An exhibit at LA’s Annenberg Space for Photography looks at how different communities are adapting in order to become resilient to the threats of climate change - a review by LA County planner Clement Lau.
For those who have moved past the "if" and on to the "how" to deal with climate change, an exhibit at the Annenberg Space for Photography in Los Angeles is an eye opener.
"Sink or Swim: Designing for Sea Change" is a photography exhibit that features the work of Iwan Baan, Jones Bendiksen, Paula Bronstein, and Stephen Wilkes, looking at how infrastructure planning has been used to offer some sort of resilience in the face of climate change. Los Angeles County planner Clement Lau writes a review.

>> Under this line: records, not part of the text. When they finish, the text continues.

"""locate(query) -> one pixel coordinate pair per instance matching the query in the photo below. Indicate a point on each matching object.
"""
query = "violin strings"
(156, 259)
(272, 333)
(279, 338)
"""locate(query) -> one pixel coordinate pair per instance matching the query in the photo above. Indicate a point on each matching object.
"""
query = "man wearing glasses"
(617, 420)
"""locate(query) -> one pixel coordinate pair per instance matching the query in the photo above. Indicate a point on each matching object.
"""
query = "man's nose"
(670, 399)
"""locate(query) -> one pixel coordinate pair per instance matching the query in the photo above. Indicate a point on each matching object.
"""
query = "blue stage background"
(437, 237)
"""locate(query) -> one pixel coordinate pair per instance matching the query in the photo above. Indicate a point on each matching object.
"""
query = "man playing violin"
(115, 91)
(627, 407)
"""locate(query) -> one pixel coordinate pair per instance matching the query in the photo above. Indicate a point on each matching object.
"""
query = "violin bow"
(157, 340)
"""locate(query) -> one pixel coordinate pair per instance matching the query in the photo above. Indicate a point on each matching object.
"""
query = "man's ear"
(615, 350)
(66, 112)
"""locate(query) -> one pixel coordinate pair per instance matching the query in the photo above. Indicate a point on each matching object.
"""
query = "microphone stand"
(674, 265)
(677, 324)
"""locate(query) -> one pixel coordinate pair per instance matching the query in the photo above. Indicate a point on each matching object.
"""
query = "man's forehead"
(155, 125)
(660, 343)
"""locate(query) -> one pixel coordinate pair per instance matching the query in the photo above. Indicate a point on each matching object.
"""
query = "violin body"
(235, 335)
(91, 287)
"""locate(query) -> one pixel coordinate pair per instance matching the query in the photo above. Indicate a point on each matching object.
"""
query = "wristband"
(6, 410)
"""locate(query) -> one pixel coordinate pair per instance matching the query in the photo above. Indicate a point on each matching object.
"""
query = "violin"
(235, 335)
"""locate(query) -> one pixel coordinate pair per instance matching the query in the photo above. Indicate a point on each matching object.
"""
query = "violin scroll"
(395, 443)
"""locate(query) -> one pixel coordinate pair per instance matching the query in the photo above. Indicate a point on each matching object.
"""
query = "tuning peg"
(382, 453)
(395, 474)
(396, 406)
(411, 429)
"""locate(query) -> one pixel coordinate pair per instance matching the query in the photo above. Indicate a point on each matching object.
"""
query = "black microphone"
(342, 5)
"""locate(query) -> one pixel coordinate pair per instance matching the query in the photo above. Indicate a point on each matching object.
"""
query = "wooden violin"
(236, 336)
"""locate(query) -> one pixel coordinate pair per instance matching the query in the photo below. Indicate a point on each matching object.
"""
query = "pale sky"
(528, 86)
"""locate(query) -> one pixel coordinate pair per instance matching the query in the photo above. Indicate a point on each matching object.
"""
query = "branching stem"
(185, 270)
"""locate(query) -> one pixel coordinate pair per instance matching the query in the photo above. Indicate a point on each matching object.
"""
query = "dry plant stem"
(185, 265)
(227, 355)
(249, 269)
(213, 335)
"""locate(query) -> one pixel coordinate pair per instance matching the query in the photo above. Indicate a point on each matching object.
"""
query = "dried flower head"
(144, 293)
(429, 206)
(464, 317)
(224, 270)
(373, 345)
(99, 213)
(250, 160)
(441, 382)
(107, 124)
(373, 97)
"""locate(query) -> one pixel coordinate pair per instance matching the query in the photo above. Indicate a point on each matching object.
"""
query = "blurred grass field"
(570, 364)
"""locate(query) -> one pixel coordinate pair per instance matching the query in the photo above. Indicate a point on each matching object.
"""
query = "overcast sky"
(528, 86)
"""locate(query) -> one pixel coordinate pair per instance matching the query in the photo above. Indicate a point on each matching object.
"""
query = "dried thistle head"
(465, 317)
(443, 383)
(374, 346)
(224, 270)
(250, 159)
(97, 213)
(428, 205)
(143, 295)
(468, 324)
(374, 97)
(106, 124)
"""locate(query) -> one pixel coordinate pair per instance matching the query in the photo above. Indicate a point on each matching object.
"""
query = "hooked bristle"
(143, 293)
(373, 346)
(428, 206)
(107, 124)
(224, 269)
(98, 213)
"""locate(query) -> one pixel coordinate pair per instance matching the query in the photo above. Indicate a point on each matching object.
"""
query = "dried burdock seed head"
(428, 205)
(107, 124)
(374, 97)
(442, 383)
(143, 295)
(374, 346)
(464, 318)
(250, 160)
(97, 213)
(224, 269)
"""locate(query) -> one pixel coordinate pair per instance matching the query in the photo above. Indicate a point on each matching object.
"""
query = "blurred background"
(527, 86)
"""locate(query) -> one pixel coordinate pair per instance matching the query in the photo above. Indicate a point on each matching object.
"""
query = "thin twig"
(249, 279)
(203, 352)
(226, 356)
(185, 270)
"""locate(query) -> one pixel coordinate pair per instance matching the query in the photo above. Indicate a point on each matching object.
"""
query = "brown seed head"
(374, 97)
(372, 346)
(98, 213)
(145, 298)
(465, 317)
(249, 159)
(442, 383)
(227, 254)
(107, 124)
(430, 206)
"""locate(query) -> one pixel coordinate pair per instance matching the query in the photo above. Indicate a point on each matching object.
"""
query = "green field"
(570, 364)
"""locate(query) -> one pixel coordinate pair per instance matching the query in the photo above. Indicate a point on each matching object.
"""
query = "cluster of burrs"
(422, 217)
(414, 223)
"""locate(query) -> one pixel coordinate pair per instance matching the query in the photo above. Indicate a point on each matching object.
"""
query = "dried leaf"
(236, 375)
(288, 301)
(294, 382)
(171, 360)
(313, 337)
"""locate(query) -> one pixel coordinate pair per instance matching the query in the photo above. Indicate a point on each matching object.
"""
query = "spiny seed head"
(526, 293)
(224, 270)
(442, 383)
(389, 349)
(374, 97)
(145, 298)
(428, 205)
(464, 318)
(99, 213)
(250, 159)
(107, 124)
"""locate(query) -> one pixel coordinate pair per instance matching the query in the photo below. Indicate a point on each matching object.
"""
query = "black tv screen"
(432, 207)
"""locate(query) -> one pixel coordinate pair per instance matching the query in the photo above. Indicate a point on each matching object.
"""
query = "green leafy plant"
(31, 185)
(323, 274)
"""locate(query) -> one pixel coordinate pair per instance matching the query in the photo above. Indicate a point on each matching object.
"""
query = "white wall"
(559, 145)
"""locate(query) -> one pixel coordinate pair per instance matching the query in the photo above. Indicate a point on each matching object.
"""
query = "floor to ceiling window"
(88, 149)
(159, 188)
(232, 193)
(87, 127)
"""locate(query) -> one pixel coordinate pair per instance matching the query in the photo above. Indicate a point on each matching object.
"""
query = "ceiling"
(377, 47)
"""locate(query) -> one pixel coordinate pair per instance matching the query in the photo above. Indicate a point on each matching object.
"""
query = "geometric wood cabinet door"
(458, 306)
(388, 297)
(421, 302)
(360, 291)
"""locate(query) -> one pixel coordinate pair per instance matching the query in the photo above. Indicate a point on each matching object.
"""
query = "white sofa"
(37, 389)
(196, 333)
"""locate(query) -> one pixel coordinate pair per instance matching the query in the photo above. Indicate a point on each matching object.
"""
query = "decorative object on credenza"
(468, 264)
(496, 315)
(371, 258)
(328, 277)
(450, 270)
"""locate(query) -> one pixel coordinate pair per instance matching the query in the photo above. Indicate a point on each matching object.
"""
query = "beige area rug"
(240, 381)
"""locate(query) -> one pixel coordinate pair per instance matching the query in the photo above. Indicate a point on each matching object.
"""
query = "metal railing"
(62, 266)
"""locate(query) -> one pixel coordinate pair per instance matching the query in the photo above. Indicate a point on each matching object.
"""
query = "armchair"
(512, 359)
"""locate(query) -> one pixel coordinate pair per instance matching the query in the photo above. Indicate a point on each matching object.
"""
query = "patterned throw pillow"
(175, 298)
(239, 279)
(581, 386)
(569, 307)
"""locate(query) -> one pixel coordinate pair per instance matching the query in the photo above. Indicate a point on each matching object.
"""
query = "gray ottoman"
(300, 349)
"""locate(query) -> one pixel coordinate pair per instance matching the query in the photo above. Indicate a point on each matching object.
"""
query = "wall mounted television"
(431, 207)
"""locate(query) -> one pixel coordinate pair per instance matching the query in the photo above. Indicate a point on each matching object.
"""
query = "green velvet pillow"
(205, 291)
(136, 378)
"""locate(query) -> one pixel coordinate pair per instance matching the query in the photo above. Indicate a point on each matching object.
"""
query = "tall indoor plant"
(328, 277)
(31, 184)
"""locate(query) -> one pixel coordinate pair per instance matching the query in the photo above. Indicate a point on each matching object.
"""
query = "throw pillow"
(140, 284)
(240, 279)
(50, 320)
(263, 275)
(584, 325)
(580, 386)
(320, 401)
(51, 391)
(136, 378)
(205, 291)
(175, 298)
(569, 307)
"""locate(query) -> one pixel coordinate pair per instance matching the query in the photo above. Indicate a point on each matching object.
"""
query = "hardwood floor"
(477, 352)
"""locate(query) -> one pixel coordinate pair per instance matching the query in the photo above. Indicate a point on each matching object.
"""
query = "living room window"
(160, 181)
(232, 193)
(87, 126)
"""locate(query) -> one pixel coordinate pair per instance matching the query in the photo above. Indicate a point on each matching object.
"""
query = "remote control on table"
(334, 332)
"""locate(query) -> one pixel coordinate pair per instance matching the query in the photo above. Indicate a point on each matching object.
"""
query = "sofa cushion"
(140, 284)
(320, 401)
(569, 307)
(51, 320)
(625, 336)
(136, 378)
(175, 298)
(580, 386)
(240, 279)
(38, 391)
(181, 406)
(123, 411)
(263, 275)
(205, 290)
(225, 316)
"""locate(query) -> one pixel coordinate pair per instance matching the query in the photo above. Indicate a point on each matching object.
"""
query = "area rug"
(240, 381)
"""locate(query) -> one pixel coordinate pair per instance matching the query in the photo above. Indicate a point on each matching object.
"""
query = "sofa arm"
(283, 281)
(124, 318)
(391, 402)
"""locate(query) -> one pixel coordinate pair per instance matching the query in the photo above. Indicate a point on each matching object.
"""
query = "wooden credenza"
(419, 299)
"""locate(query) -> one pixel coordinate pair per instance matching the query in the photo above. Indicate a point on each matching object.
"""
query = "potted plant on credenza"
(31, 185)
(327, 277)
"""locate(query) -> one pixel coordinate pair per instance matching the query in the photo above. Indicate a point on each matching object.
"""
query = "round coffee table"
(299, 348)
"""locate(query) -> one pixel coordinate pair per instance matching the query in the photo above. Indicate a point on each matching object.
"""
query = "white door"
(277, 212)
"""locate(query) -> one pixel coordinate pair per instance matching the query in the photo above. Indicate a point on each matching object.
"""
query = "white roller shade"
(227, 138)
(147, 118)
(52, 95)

"The images selected for the exhibit explore the issue of building for resilience in the face of climate change and sea level rise in particular. The photographs capture efforts to adapt for survival as well as ambitious infrastructure planning in a variety of coastal communities, ranging from the Kurigram District in Bangladesh to the Lower Ninth Ward in New Orleans to the Netherlands."
Lau writes about some of the key projects captured in those photos, which include floating schools in Bangladesh, a landmark roller coaster in New Jersey partly submerged in the Atlantic Ocean during Hurricane Sandy, and a boulevard in the Netherlands aligned with a 12-meter high sea wall concealed with undulating dune and stepped-back levels that key cars, bikes, and pedestrians separated.